---
name: bio-genome-assembly-hifi-assembly
description: Assembles haplotype-resolved diploid and telomere-to-telomere (T2T) genomes from PacBio HiFi reads with hifiasm (HiFi-only, Hi-C, or trio phasing) and verkko (HiFi + ultralong ONT for T2T), extracting contigs from GFA and routing phasing QC to k-mer/trio metrics. Covers why a primary assembly is a haplotype mosaic that exists in no cell, partial-vs-full phasing (the .bp. vs .dip. filename convention), the purge-default trap on inbred samples, the --hom-cov coverage-estimate alarm, and verkko-vs-hifiasm for T2T. Use when assembling a diploid eukaryote from HiFi, phasing haplotypes with parents (trio) or Hi-C, deciding whether to chase T2T, or diagnosing switch errors invisible to N50/BUSCO/QV.
tool_type: cli
primary_tool: hifiasm
---

## Version Compatibility

Reference examples tested with: hifiasm 0.25.0+, yak 0.1+, verkko 2.3+, gfatools 0.5+, meryl 1.4+.

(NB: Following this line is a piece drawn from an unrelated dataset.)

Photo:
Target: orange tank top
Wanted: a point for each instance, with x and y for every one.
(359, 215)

Before using code patterns, verify installed versions match. If versions differ:
- CLI: `<tool> --version` then `<tool> --help` to confirm flags

hifiasm output filenames AND the default purge level are version-dependent: confirm the `.bp.*`/`.dip.*` prefixes and `-l` defaults against `hifiasm --help` and the man page for the installed build before scripting around them. The k-mer-size convention also matters more than the binary version: hifiasm/yak trio uses k=31; verkko/Merqury hap-mers commonly use k=30 - mixing them silently produces garbage hap-mer matching. If a command errors, introspect the installed tool and adapt rather than retrying.

# HiFi Assembly

**"Assemble a diploid genome from HiFi reads"** -> Build two cleanly phased haplotypes (not one mosaic primary) from accurate long reads, choosing the phasing mechanism from the sample type and available data, and validate phasing with k-mer QC the headline metrics cannot see.
- CLI: `hifiasm -o prefix -t 32 reads.hifi.fq.gz` (HiFi-only), `--h1/--h2` (Hi-C), `-1/-2 *.yak` (trio); `verkko --hifi ... --nano ...` (T2T)

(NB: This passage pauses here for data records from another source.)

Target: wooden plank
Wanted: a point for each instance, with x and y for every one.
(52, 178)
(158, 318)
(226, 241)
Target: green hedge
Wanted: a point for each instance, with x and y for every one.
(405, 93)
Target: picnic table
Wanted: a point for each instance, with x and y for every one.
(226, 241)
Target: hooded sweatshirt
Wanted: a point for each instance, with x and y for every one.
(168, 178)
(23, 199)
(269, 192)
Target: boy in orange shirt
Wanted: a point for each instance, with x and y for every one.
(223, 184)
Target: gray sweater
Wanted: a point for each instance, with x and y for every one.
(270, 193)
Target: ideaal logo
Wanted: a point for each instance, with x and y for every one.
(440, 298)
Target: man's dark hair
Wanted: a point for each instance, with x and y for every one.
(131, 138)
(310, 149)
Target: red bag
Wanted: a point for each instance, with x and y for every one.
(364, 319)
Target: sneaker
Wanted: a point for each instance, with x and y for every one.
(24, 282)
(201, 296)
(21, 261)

## The Single Most Important Modern Insight -- A Primary Assembly Is a Mosaic Chimera, Not a Haplotype

A "primary assembly" is not a genome that exists in any cell. At every heterozygous block the assembler picks one allele, and which one it picks switches arbitrarily from block to block - so the primary is a stitched chimera: maternal here, paternal there, matching no gamete, no parent, no individual. It is a fine *haploid representation* for "roughly where is gene X" and a terrible substrate for anything allele-aware (phased variant calling, allele-specific expression, HLA/KIR typing, compound-heterozygote analysis). HiFi's combination of length AND ~Q30 accuracy made *phased diploid* assembly routine, so the field's deliverable shifted from one collapsed reference to **two phased haplotypes** (and onward to the **pangenome**: each HPRC node is a per-sample phased diploid assembly, Liao 2023 *Nature* 617:312).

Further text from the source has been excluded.